The way that we live

new day resolution from yesterday went very well today. made the double batch of chili that i vowed to make. new recipe and new ideas all around about how to cook one of my favorite foods. i tried both versions and liked both. i think the shiner bock and jim beam version was better. just my opinion but i have further reviews coming. one of the best things about cooking is having enough to share with your friends. my neighbor tried the tequila and belgoo version for dinner and just gave me a great compliment on my back porch while i was smoking my before bed cigarette.

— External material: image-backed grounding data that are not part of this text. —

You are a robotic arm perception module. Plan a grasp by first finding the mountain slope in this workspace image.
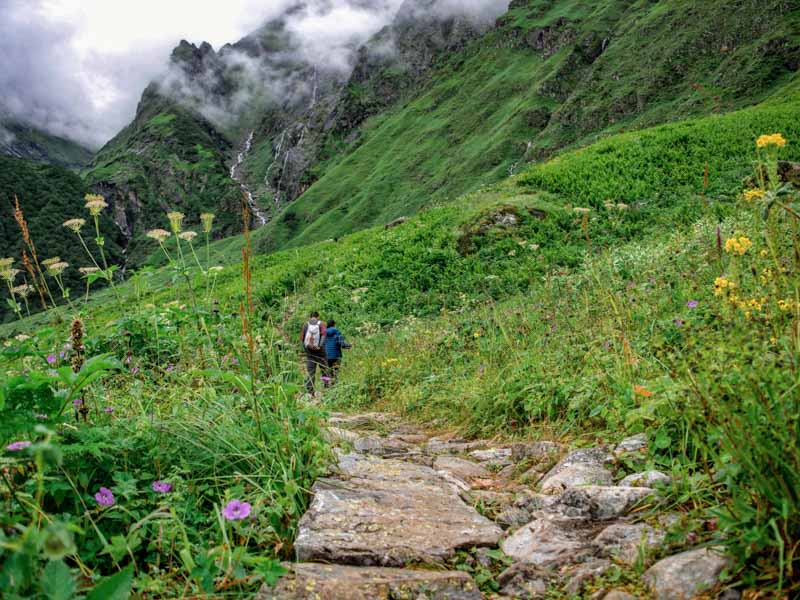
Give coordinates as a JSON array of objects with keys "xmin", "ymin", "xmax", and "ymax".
[
  {"xmin": 0, "ymin": 119, "xmax": 92, "ymax": 169},
  {"xmin": 250, "ymin": 0, "xmax": 800, "ymax": 250}
]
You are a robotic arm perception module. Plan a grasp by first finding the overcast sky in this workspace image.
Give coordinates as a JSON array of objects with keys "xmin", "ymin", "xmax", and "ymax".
[
  {"xmin": 0, "ymin": 0, "xmax": 296, "ymax": 146},
  {"xmin": 0, "ymin": 0, "xmax": 509, "ymax": 148}
]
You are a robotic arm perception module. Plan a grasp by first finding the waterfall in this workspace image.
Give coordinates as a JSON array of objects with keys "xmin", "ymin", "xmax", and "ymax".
[{"xmin": 231, "ymin": 131, "xmax": 268, "ymax": 227}]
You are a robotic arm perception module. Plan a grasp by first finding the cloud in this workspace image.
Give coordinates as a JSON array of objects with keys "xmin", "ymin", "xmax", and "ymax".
[{"xmin": 0, "ymin": 0, "xmax": 508, "ymax": 148}]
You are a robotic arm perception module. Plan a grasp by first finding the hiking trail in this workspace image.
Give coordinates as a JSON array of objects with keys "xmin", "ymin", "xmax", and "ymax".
[{"xmin": 257, "ymin": 412, "xmax": 727, "ymax": 600}]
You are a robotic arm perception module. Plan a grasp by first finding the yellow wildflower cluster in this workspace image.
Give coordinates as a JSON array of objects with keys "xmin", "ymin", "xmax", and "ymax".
[
  {"xmin": 167, "ymin": 212, "xmax": 185, "ymax": 235},
  {"xmin": 85, "ymin": 194, "xmax": 108, "ymax": 217},
  {"xmin": 756, "ymin": 133, "xmax": 786, "ymax": 148},
  {"xmin": 714, "ymin": 277, "xmax": 736, "ymax": 296},
  {"xmin": 200, "ymin": 213, "xmax": 219, "ymax": 233},
  {"xmin": 744, "ymin": 190, "xmax": 766, "ymax": 202},
  {"xmin": 147, "ymin": 229, "xmax": 172, "ymax": 244},
  {"xmin": 725, "ymin": 236, "xmax": 753, "ymax": 256}
]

i think i will keep the experiment going for as long as i can afford it. making a new dish every week. i havent decided on next weeks dish. i will need to keep my eyes open for some fine inspiration that motivates my culinary tributes to tasty goodness. so far things have turned out well. i will have to prepare myself for some flops though. no one gets a winner every time.

this is a new thing for me too; taking advantage of my wireless connection and blogging from my laptop in my bed. its quite liberating actually. why didnt i think of this before?

got a new tattoo last week and it is in the very nasty and scabby healing phase. it hurt like fuck, but i know it will be worth it in the end. something about the color scheme; black, purple and powder blue. i have it all greased up with lotion right now and cant appreciate it for its beauty yet. its just an eyesore right now. soon though, and ever after i will see it for the masterpiece that it is and that will make the pain and temporary ugliness worthwhile.
further delving into the land of popular television today, i completed the L Word season 4 and knocked out half of season 5 while i was cooking, eating, relaxing and cleaning. i really do love the show and the social experiment that it is displaying. the gay subculture doesnt get enough good press at all. not being gay but having be around gays for most of my life i have come to feel for the people who have to live different lives than the mainstream goers of society. some hide their preferences and others embrace their differences while yet others deny their natural proclivities and choose to love unhappily as the socially accepted norms. the denial ones are the ones i feel sorry for. i have never been in their position and therefore cannot judge or empathize. all i can hope is that someday they find the reason to be what they are and can embrace life for all that it is.

our life spans are so brief in the grand scheme of things. they should not be about living in fear, repression or doubt. life is something to be enjoyed and embraced for all it is worth. we should all learn to become the person that can go to the grave tomorrow harboring no regrets about how we have lived.

love yourself and live your life. it is yours to further or fuck up as you see fit. this is my lesson for the day. i am learning to do what i do and live a happy and fulfilling existence. i can only hope the same for the rest of you.